14 Oct Internet safety grabs scholars’ attention
Internet safety grabs scholars’ attention
Being aware of whom you meet and talk to online is important for adults and children alike.
That is especially so for younger children who may give away important information to strangers without realising it.
As such, Global Oak Tree Scholars (GOTS) International School recently conducted three workshops on safely navigating the World Wide Web for its secondary and primary children.
Kelly Thomas, ABB’s Digital Operation Centre Manager, Robotics and Discrete Automation, was the guest speaker for the secondary workshop on Aug 23, entitled ‘What You Need To Know About Social Media’.
Among others, she shared tips on how to avoid catfishing, or identity theft.
“People do not realise how easy it is for their identities to be stolen,” said Thomas.
“Hackers only need a few key pieces of information, and they would be able to ‘clone’ you and empty your bank account, or take loans in your name.
“With anything on the internet, if it is too good to be true, then you have to be cautious. It is always better to be safe than sorry.”
She added it’s best to have private settings, or to limit what others can see on your personal social media accounts.
GOTS International School coach Nicole Kylie Ng presented ‘Online Friends’ to those in Years 1-3 on Sept 2, and Years 4-6 on Sept 3.
Among the lessons was to ‘THINK’ before sharing anything online – is it True, Helpful, Inspiring, Necessary or Kind, and how to look out for red flags.
“If someone you have just met asks too many personal questions and requests for pictures, that is a red flag,” Ng told the scholars.
“That’s when they must be SMART – be ‘Safe’ by never giving out personal information.
“Do not ‘Meet’ strangers unless a parent or guardian says it is all right, and that they will be present.
“Never ‘Accept’ or open emails from strangers, as they may contain viruses.
“Not everything is ‘Reliable’. Always check your facts.
“Most importantly, ‘Tell’ someone if anyone makes you feel uncomfortable.”
Ng was pleasantly surprised that the scholars knew what they could or could not share online, and hoped the workshop would deepen their knowledge about internet safety.
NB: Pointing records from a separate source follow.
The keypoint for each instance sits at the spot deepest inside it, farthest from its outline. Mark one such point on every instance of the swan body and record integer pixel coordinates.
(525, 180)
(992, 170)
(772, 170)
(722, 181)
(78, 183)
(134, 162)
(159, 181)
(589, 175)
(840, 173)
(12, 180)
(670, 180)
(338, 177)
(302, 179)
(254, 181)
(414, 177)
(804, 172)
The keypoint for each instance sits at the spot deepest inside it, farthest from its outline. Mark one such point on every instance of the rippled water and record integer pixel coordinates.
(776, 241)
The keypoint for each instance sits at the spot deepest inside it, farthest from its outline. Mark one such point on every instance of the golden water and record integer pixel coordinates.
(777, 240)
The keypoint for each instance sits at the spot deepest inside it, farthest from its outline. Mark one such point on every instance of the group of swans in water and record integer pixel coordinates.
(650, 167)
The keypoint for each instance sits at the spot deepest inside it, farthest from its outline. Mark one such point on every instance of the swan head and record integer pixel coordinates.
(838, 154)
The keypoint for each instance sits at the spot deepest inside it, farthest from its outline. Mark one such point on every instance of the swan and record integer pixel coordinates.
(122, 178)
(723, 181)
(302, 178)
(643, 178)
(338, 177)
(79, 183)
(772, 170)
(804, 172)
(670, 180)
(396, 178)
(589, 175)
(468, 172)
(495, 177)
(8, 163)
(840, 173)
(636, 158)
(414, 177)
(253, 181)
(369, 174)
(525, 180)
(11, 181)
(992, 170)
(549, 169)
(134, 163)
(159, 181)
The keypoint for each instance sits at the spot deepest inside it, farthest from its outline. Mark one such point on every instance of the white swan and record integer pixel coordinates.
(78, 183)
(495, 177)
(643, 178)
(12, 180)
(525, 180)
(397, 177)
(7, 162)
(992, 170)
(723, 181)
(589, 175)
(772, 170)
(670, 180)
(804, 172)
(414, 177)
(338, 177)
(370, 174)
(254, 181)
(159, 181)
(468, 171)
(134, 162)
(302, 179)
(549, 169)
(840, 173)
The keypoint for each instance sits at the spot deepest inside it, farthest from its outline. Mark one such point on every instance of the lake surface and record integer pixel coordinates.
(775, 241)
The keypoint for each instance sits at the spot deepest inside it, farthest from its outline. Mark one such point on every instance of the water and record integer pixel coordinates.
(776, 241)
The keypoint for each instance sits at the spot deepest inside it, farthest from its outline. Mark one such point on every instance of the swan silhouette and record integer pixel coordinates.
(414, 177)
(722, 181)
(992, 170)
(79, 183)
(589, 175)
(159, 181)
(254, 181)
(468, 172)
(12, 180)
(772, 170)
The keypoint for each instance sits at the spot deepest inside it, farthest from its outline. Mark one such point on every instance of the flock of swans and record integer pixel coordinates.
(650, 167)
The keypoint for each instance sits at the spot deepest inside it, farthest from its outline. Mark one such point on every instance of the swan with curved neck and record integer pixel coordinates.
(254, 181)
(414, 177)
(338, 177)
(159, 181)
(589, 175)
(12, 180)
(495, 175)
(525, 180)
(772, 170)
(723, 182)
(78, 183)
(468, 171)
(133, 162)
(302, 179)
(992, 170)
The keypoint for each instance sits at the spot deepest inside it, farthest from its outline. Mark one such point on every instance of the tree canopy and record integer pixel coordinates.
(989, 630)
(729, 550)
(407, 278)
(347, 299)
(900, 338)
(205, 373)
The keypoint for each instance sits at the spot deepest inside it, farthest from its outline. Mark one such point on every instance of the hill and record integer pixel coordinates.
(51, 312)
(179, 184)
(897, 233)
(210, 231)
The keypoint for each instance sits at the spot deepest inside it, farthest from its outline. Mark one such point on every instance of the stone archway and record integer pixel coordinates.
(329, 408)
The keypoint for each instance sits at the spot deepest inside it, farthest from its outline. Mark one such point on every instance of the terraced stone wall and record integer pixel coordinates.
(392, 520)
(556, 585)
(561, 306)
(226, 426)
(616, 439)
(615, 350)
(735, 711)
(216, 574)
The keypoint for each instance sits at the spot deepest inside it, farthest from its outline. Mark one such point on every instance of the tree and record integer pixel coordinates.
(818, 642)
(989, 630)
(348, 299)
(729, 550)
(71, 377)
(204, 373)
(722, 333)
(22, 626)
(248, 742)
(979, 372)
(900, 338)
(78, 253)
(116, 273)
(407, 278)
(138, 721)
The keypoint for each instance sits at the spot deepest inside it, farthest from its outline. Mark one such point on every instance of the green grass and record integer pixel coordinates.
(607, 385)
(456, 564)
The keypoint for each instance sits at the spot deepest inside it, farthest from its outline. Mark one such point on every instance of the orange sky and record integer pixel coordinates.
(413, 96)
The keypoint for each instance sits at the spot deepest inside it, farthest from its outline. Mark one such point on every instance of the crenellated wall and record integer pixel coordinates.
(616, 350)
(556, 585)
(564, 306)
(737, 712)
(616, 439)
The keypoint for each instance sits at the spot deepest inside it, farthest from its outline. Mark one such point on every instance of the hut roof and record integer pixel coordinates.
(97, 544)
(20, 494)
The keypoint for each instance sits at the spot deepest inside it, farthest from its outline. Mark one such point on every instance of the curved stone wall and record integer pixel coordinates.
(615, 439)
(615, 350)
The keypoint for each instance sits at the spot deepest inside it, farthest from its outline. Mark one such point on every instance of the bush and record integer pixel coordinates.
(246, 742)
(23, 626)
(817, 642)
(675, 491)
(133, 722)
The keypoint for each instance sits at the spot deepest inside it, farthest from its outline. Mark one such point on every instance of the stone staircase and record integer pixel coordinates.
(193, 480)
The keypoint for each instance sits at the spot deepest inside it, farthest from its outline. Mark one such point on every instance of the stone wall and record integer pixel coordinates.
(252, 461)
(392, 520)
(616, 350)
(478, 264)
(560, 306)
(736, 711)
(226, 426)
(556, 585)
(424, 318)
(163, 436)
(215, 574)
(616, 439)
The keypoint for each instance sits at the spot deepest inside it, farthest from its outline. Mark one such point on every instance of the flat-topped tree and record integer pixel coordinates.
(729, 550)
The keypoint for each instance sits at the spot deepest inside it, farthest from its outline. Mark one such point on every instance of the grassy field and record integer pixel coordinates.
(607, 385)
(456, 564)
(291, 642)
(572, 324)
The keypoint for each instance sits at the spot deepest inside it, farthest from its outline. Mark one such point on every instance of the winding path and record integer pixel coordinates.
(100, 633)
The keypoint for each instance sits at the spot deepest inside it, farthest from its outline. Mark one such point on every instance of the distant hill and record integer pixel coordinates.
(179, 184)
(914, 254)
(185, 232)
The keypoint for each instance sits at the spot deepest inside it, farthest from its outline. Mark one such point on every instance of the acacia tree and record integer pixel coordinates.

GOTS International School co-founder Dr Veronica Shepherdson said staying vigilant is key.
“Keeping up to date with children in this new age of the internet is tricky,” said Dr Shepherdson.
“The workshops were to help children identify unsuitable material, and to explain to them that not all information on the internet can be trusted.
“It was also to teach practical internet safety precautions to protect them from potentially harmful or inappropriate content and activities.”